Coefficient Cronbach’s α is the most widely used for estimating reliability. Researchers have
used the index extensively in the papers that need to report its reliability, but many scholars have also
questioned it. The α coefficient is used as reliability and must satisfy the “essential tau-equivalence”
assumption. This assumption is too strict and difficult to meet, and its violation may lead to α
overestimating or underestimating the reliability. Using Cronbach’s α to estimate internal consistency is
inappropriate. The acceptable lower bound to the reliability of a test is often set empirically, and there is
no precise standard. Researchers increase the α value by deleting items, which may also lead to a decrease
in the actual reliability of the scale. Although these problems exist, α has been widely used in related
research for a long time. This is due to the following reasons: many research fields involve reporting
reliability coefficients, researchers have not been taught how to use α correctly for a long time; in addition,
standard statistical software has the function of calculating α, which is convenient for calculation; the
editors also have requirements for reporting α in the paper. McDonald pointed out that α is a particular
case of MacDonald’s ω, and ω becomes α when the “essential tau-equivalence” is satisfied. ω is better
than α when the “essential tau-equivalence” cannot be satisfied in reliability estimation.
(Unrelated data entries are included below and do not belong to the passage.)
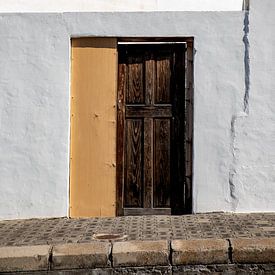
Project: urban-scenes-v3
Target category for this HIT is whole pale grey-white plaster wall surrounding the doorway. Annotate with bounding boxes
[0,0,275,219]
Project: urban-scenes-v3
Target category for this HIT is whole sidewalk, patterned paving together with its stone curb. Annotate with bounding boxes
[0,213,275,274]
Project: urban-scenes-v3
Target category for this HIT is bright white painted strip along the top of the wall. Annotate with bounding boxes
[0,0,243,12]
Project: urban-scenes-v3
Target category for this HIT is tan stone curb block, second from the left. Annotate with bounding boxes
[51,242,111,270]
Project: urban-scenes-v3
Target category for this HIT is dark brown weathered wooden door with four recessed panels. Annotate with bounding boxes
[117,43,191,215]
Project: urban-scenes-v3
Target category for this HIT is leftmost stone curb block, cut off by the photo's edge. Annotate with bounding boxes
[0,245,51,273]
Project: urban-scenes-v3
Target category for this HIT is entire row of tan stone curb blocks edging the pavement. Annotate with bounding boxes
[0,238,275,273]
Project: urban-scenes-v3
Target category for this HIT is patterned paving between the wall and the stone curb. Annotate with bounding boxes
[0,213,275,246]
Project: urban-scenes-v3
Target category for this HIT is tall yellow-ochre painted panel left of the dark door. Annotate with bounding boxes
[70,38,117,217]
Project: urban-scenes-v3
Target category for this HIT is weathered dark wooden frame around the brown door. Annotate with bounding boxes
[116,37,194,216]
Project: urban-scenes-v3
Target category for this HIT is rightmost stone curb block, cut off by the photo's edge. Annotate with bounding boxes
[230,238,275,263]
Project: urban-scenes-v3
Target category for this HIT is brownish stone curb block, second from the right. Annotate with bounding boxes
[172,239,229,265]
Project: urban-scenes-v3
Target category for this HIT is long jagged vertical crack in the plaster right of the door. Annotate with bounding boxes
[228,0,250,211]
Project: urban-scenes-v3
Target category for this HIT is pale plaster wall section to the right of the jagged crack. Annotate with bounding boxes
[233,0,275,211]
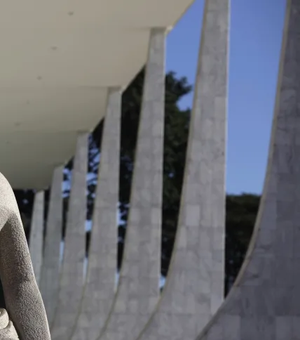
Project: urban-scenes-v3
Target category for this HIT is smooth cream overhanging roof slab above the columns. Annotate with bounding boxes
[0,0,193,189]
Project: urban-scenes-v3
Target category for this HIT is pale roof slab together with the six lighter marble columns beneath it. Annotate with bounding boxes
[0,0,238,340]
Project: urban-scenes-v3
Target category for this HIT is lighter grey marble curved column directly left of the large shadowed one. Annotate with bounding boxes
[138,0,229,340]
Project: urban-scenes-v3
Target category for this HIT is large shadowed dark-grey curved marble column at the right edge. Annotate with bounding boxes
[198,0,300,340]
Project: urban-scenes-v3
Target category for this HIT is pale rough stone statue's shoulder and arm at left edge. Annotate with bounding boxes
[0,174,51,340]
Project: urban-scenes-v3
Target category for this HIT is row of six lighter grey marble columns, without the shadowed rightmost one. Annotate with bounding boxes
[30,0,229,340]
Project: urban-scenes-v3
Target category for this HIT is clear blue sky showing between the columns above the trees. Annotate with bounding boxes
[167,0,286,193]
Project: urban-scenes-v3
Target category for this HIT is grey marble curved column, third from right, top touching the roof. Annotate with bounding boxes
[101,29,165,340]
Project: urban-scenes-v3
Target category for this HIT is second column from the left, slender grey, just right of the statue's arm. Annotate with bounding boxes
[40,166,63,325]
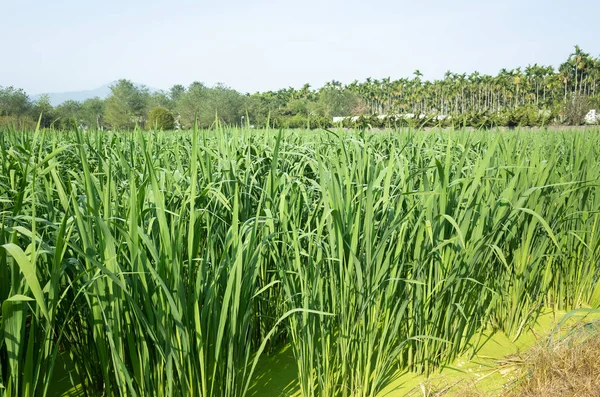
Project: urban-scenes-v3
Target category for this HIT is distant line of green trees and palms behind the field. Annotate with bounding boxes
[0,46,600,130]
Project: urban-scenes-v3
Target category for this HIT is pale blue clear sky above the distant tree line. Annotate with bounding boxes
[0,0,600,94]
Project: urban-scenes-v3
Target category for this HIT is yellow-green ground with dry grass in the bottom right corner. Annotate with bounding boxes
[388,312,600,397]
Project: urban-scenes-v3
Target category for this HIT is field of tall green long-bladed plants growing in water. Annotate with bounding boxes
[0,124,600,397]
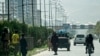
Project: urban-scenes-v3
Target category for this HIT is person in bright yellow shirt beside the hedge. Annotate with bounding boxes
[12,30,20,56]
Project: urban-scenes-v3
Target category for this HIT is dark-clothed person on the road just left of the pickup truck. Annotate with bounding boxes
[51,32,58,55]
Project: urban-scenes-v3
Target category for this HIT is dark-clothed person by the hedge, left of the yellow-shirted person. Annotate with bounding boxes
[1,27,10,56]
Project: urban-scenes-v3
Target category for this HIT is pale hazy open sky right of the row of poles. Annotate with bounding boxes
[60,0,100,24]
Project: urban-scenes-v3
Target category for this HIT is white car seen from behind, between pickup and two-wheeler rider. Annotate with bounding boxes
[74,34,86,45]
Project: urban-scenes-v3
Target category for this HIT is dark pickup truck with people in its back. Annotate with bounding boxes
[57,31,70,51]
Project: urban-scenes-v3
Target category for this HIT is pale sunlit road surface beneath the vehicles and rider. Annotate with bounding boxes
[32,40,100,56]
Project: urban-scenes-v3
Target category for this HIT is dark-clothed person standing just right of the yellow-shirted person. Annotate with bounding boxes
[20,34,27,56]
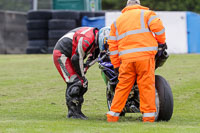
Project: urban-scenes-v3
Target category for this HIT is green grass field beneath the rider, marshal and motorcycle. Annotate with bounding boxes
[0,54,200,133]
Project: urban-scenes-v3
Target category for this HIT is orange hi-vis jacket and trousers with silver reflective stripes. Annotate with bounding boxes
[107,5,165,122]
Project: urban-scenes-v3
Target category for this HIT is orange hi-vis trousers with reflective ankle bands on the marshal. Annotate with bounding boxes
[107,58,156,122]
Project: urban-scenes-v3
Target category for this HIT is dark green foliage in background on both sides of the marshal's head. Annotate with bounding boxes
[102,0,200,13]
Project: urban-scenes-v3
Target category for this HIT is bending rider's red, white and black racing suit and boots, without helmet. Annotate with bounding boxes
[53,27,99,119]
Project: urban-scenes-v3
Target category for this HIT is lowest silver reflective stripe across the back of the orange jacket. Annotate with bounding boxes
[119,47,158,56]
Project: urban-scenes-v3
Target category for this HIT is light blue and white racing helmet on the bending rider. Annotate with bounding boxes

However, the
calculation of ω must use confirmatory factor analysis (CFA), which is challenging to implement in the
pre-computer era. Researchers have gradually started to use ω instead of α in their research, and more and
more people have accepted ω. However, whether MacDonald’s ω should be used instead of Cronbach’s
α, there is still a heated debate in the academic community. Opinions on ω mainly focus on the fact that
the actual values of ω and α are not significantly different in the calculation. That ω may show more
estimation failures when the sample size and overall reliability are small. It is unreasonable to abandon α
or be unwilling to move forward and stick to α. In future research, use McDonald’s omega and Cronbach’s
alpha for reliability estimation to coexist for a long time and complement each other.